Sebbene le agenzie di stampa parlino in queste ore della vendetta di un’hacker, il termine utilizzato è particolarmente improprio (e peraltro in modo quasi offensivo nei confronti dei puisti della categoria). Secondo quanto emerso, infatti, la donna non avrebbe agito aggirando alcun sistema di sicurezza, ma operando semplicemente all’interno di un sistema all’interno del quale aveva operato fino a poche ore prima. Inserendo gli estremi del proprio account sul sito dell’INAIL, infatti, la donna ha scaricato il proprio impeto cancellando la posizione assicurativa delle aziende seguite a nome del commercialista presso cui operava. Risalire all’autrice del misfatto è stato pertanto del tutto semplice poiché l’operazione era nei fatti firmata dal nome, dalla password e dall’IP di accesso.

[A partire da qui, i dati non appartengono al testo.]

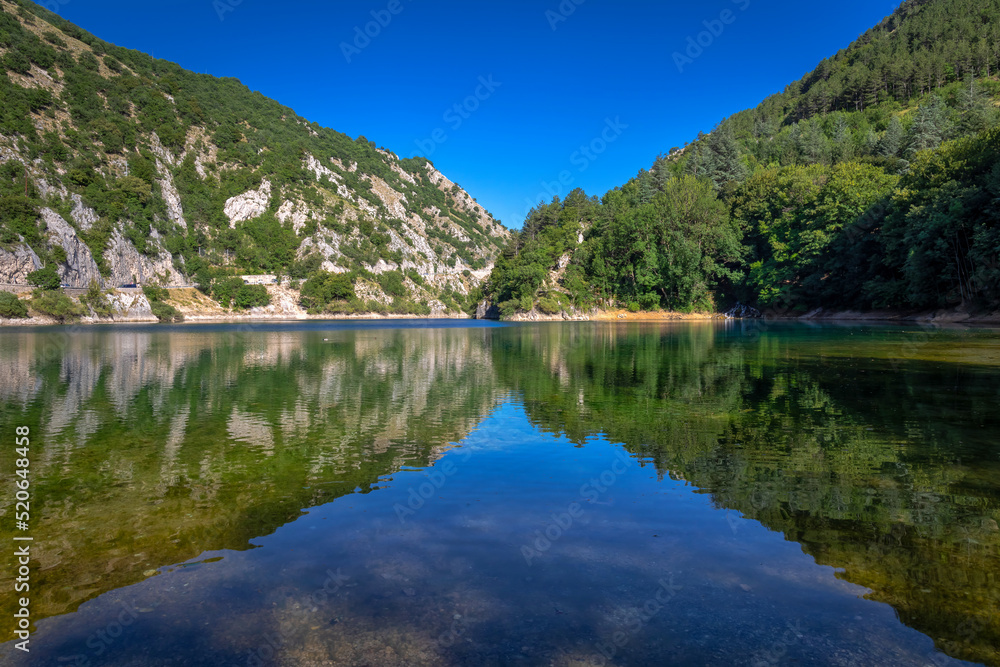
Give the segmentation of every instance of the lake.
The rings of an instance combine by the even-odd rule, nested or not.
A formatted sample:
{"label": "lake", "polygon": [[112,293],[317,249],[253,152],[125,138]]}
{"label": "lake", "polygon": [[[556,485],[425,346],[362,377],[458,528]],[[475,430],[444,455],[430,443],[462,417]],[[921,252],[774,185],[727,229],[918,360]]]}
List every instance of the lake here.
{"label": "lake", "polygon": [[995,330],[23,329],[0,423],[5,665],[1000,665]]}

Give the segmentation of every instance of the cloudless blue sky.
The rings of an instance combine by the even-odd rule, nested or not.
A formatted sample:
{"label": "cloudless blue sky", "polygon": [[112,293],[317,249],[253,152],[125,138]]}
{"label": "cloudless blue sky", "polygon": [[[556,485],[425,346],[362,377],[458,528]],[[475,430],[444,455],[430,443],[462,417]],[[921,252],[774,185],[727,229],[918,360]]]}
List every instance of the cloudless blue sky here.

La vicenda non è insomma una storia di hacker, di codice o di vulnerabilità informatiche. La vulnerabilità, semmai, è di tipo organizzativo e legato alla fragilità dell’elemento umano: il mancato annullamento dell’account della dipendente licenziata ha consentito l’incauto sfogo, le cui conseguenze ricadono ora direttamente sui clienti dell’ufficio.

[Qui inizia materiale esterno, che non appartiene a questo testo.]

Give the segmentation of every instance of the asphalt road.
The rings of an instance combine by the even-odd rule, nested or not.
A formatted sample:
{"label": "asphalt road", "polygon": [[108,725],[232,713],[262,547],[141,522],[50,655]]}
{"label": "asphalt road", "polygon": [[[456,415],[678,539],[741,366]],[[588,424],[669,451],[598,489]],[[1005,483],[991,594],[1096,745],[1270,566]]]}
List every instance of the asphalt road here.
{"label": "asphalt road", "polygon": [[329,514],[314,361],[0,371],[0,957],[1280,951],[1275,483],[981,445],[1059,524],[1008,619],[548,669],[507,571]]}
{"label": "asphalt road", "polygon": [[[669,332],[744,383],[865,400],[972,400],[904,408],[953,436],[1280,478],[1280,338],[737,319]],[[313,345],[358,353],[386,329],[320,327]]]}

Il danno è valutato nell’ordine di 350 euro per ogni azienda coinvolta, ossia circa 13 mila euro. La vendetta è un piatto che andrebbe servito freddo e, soprattutto, con maggior coscienza di quel che si va a fare. Perché, etica e morale a parte, l’azione sgangherata di cancellazione tramite nome e password nasconde anche una certa ignoranza tecnica in materia che porta all’utilizzo di improprio degli strumenti a disposizione.